Monday, August 19, 2024

1985 Buick Riviera Convertible


While the performance renaissance didn't really get underway in Detroit until the mid-'80s, the first stirrings were felt a couple years earlier. Mopar started sticking turbos on their 2.2L four bangers, Chevy experimented with their ill-fated Crossfire fuel injection system with its twin throttle bodies, and convertibles began finding their way back into the catalogs of the Big Three.

When Buick introduced the droptop version of the sixth-generation Riviera personal luxury car in 1982, it was the most expensive vehicle sold by GM. A base run-of-the-mill hardtop Riv was just shy of fourteen grand in '85, which was a lot of money back then.

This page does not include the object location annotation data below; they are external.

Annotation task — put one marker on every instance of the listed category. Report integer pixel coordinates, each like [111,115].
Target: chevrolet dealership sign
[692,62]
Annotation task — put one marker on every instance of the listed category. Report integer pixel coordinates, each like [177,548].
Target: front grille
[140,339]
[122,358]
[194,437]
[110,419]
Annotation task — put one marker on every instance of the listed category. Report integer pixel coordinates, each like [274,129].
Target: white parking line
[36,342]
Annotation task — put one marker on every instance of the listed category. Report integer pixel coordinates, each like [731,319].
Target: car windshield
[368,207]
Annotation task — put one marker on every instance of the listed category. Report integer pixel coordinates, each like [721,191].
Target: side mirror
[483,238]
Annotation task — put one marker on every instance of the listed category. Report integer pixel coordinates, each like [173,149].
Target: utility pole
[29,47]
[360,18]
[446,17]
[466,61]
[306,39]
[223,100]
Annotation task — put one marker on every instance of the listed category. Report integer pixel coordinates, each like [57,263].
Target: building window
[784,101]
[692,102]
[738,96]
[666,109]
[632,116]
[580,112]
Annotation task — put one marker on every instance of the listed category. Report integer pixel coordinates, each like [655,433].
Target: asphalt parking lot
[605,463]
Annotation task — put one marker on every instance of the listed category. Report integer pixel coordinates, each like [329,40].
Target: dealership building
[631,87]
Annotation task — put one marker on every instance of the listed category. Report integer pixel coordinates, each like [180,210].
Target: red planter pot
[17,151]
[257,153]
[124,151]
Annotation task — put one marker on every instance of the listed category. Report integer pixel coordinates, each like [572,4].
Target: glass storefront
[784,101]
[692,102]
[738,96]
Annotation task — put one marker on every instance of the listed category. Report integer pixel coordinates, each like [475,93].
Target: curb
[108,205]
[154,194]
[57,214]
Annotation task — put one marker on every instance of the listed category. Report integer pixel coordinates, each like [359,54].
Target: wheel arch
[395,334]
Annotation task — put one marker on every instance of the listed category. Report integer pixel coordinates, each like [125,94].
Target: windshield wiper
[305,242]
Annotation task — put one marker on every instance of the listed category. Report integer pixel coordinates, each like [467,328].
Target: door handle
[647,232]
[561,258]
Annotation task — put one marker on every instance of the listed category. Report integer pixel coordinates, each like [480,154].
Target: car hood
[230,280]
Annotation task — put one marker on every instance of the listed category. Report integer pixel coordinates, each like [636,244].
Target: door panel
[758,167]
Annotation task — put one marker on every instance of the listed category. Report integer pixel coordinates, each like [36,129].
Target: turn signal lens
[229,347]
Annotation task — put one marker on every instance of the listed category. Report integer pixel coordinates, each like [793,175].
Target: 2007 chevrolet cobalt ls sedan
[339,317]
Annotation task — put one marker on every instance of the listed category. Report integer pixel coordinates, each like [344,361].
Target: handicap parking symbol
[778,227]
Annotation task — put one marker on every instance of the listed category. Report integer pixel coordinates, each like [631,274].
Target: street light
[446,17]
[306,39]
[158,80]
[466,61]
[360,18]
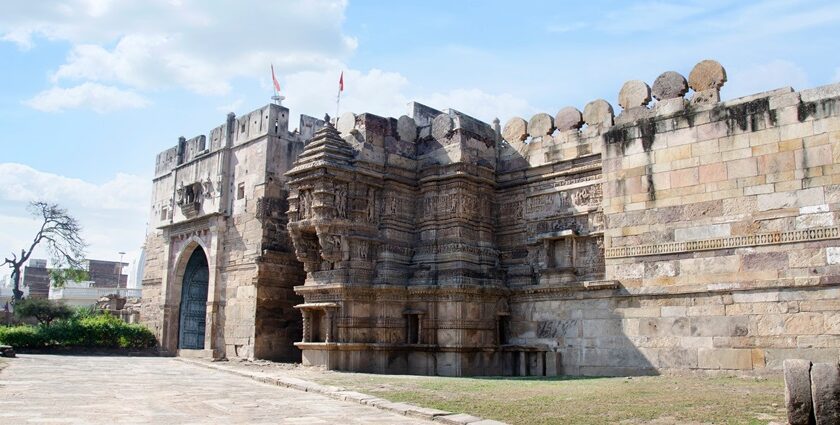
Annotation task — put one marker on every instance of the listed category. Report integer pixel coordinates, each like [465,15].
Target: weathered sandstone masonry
[687,234]
[222,197]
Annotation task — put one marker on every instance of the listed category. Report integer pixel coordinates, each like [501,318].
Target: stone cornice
[758,239]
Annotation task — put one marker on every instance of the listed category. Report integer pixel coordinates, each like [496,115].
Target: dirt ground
[624,400]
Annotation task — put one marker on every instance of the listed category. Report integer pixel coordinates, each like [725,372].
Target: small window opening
[504,330]
[413,328]
[317,321]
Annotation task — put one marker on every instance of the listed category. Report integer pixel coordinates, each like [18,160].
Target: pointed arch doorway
[193,309]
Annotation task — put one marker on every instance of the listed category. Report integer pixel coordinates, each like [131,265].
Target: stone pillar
[330,316]
[307,324]
[523,363]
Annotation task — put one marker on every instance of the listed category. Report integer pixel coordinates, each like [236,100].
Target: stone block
[684,177]
[719,326]
[815,156]
[804,324]
[724,358]
[713,172]
[832,255]
[742,168]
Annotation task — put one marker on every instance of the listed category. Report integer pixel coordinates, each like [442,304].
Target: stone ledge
[342,394]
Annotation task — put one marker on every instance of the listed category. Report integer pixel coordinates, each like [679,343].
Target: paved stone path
[153,390]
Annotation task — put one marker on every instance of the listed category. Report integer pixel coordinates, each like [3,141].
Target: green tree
[45,311]
[62,234]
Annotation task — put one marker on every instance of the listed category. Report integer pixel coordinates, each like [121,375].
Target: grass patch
[662,399]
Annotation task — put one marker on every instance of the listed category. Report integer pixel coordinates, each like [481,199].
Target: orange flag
[274,79]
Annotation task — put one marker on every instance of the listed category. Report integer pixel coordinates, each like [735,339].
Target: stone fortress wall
[719,233]
[214,194]
[690,234]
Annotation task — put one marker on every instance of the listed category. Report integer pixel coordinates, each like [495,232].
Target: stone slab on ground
[458,419]
[131,390]
[825,392]
[798,391]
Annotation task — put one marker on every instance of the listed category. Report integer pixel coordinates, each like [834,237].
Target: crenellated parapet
[672,231]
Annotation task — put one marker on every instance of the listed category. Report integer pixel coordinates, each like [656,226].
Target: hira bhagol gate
[681,234]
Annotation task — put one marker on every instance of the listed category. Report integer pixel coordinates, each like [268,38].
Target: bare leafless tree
[62,234]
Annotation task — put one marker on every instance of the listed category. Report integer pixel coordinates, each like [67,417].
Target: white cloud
[561,28]
[757,78]
[200,46]
[481,105]
[113,214]
[97,97]
[233,106]
[23,183]
[375,91]
[388,94]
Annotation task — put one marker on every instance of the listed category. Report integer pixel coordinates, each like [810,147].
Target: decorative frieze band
[774,238]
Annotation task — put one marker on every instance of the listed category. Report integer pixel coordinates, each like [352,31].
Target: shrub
[81,330]
[45,311]
[24,336]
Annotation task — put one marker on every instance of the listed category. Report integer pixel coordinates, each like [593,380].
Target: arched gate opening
[193,310]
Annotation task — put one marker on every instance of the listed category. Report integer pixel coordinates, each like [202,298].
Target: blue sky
[92,89]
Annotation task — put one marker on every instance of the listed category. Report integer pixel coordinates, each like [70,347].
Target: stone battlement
[683,234]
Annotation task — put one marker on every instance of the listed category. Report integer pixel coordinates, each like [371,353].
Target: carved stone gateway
[685,234]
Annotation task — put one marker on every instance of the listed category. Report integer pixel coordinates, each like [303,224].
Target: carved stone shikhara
[687,234]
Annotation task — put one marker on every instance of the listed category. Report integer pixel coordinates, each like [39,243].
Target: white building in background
[6,293]
[83,294]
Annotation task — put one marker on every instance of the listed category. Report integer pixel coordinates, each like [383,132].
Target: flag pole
[338,96]
[278,100]
[337,102]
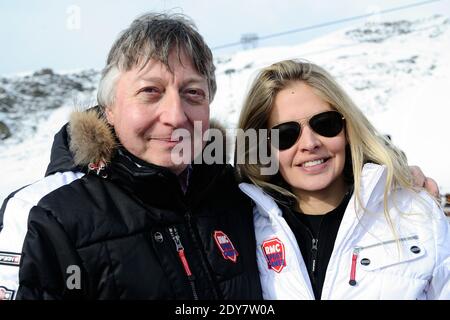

The roofectomy at ASC in Lansing, Michigan bumped the sticker on this White 1985 Riviera Convertible w/ Red leather interior to the then-nosebleed-worthy price of $24,494 ($71,600 in 2024 dollars), and that was before you went crazy with the options list.

By comparison, a base '85 Corvette coupe started out a little over eighteen grand, and a Cadillac Eldorado was a shade over $19k.


For 1982, the base engine in the ragtops was the 125bhp 4.1L V6, or buyers could get an optional Olds 5.0L V8 topped with a 4bbl Rochester Quadrabog, wheezing out 140bhp. 

 By the time the 6th Gen Riv went to the elephant graveyard after 1985, to be replaced with a unibody badge-engineered Toronado/Eldorado/Riviera pod car replacement, the convertible was available with the turbocharged 3.8L V6 from the T-Type hardtop. The boosted motor was rated at 200hp. The lack of the tell-tale turbo hood bulge, however, indicates that the '85 droptop Riv in the photos has the 140hp 307 Olds Rocket V-8.

This one was spotted in September of 2015 and photographed using a Nikon Coolpix P7000.